Julia Atherton was born to be the director of nursing at Barchester Healthcare. It’s not that she had any nurses in her family or that she was pushed into the profession by her parents – yet it seems it was always her destiny.
She was born in the The Mount, maternity hospital, a hospital that has since become one of Barchester’s care homes – one of the over 200 residences for which she leads the nursing care.

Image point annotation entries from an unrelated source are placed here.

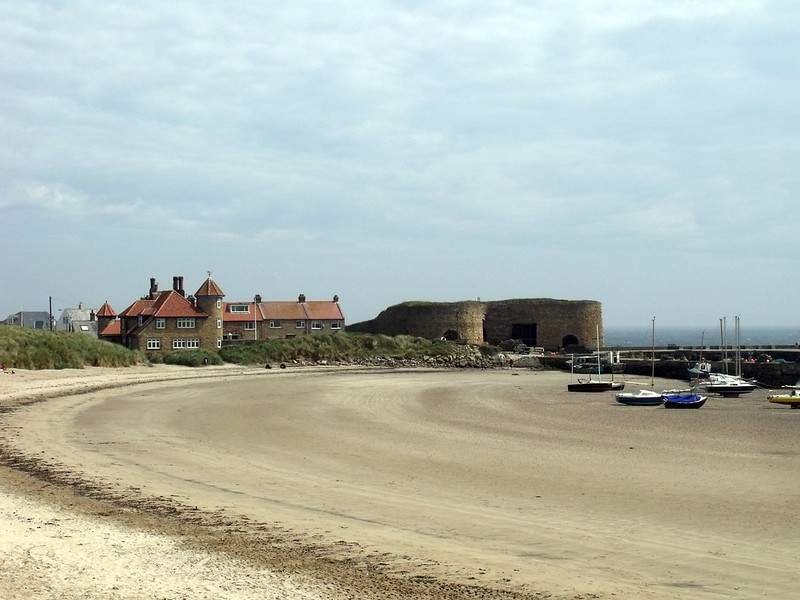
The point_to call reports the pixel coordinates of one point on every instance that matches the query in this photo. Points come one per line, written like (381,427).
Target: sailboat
(595,385)
(645,397)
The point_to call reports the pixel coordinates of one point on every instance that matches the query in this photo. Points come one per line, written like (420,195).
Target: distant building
(108,326)
(259,320)
(70,315)
(32,319)
(163,321)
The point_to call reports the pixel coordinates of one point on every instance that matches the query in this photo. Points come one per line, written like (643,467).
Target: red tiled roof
(106,310)
(209,288)
(288,311)
(238,317)
(172,304)
(324,310)
(114,328)
(138,307)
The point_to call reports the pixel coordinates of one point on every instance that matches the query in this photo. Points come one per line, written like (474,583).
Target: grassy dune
(30,349)
(342,347)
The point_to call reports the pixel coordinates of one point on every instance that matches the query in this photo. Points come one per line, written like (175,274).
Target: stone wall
(492,322)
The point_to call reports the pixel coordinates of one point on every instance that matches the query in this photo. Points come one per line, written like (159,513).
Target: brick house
(167,321)
(258,320)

“I was one of five children,” says Ms Atherton. “And I was always the caring one – looking after my older neighbours. I cared more about what they wanted rather than running off and playing games with my brothers and sisters.”
It seems right, then, that she’s ended up running the care for older people’s residential and nursing homes. However,her early career was through a more traditional hospital route.
After training at the Norfolk and Norwich, she took up posts in the coronary care unit and neurology unit, and then went on to Southampton University Hospital to work in neurosurgery in the regional centre.
“The brain just seemed so intriguing,” she said. Her career led her to Newcastle to run the regional neurosciences centre in acute trauma.
“I started as a ward sister, and then was promoted to the matron position. I was involved in Headway and the Northern Acquired Brain Injury Forum, and that was how I got approached for my first job at Barchester 11 years ago.
“I remember sitting at my leaving party from the NHS not believing that I was leaving. I always thought I would nurse in the NHS, but I had lots of contacts in the service that I could use to support people who needed complex care. We had a fantastic community ventilation team that we worked with collaboratively to develop Barchester’s services.”
She took on the national care and quality manager for diverse services role in 2012, supporting 16 services, helping families whose loved ones were going from one to one care in a hospital high-dependency unit or intensive care unit, into a care home setting. “That was incredibly rewarding, to see nurses empowered to make decisions and support complex care,” she says.
“We do fantastic work here, with fantastic nurses and carers”
As director of care and quality from 2013, she supported the former chief nurse of Barchester, Trish Morris-Thompson. “This flipped my previous interest from neurology to look at the bigger picture – how to care for older people. I could still use my interest and expertise in the brain, for example when building services to care for those with dementia.”
Earlier this year, she was made chief nurse at Barchester. We do fantastic work here, with fantastic nurses and carers. We want to know what matters most to our residents.”
What she loves about being a nurse now is what she loved when she visited her neighbours as a child – supporting and caring for people the way they want.
”One of my proudest moments was taking a gentleman who had locked-in syndrome from Durham to MCC Lords. He had been made a member of the MCC following his accident, and had always been involved in cricket; visiting the long room with his family was one of her proudest nursing moments. What seemed impossible happened. That’s the true power of nursing.”